Mr. Newton: I shall ask my right hon. Friend the Secretary of State for Social Security to examine the matter, but I know from experience that the scheme is a great deal quicker, more effective and sensitive than it was not so many years ago.

Mr. D. N. Campbell-Savours (Workington): May we have a debate on commercial lobbying? Does the Leader of the House think it right in principle that a Minister of the Crown should sign a renewal application for a pass for a commercial lobbyist, and that a pass to the House should then be issued? Surely there is a principle involved.

Mr. Newton: Madam Speaker, I understand that my hon. Friend to whom the hon. Gentleman refers has written to you about the matter, and I do not think that I should make any further comment from the Dispatch Box now.

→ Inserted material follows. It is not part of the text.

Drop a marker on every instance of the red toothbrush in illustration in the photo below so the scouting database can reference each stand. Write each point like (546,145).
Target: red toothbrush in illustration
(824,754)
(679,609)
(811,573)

Mr. Win Griffiths (Bridgend): Is the Leader of the House aware that the local government boundary commission for Wales gave the Secretary of State for Wales its proposals today to deal with anomalies in the border around the town of Bridgend? Because of the way in which the matter is being dealt with, there is a danger that, if the Secretary of State does not allow the proposal to be publicised tomorrow for a period of six weeks, the boundary changes will not come into effect for a full year after the local government reorganisation has taken place.

Great concern has been expressed in my constituency about the impact of this, and I would appreciate it if the Leader of the House could use his good offices to secure a debate on behalf of my constituents. Clearly, I am using mine, but I realise that his probably have a greater pull in this respect.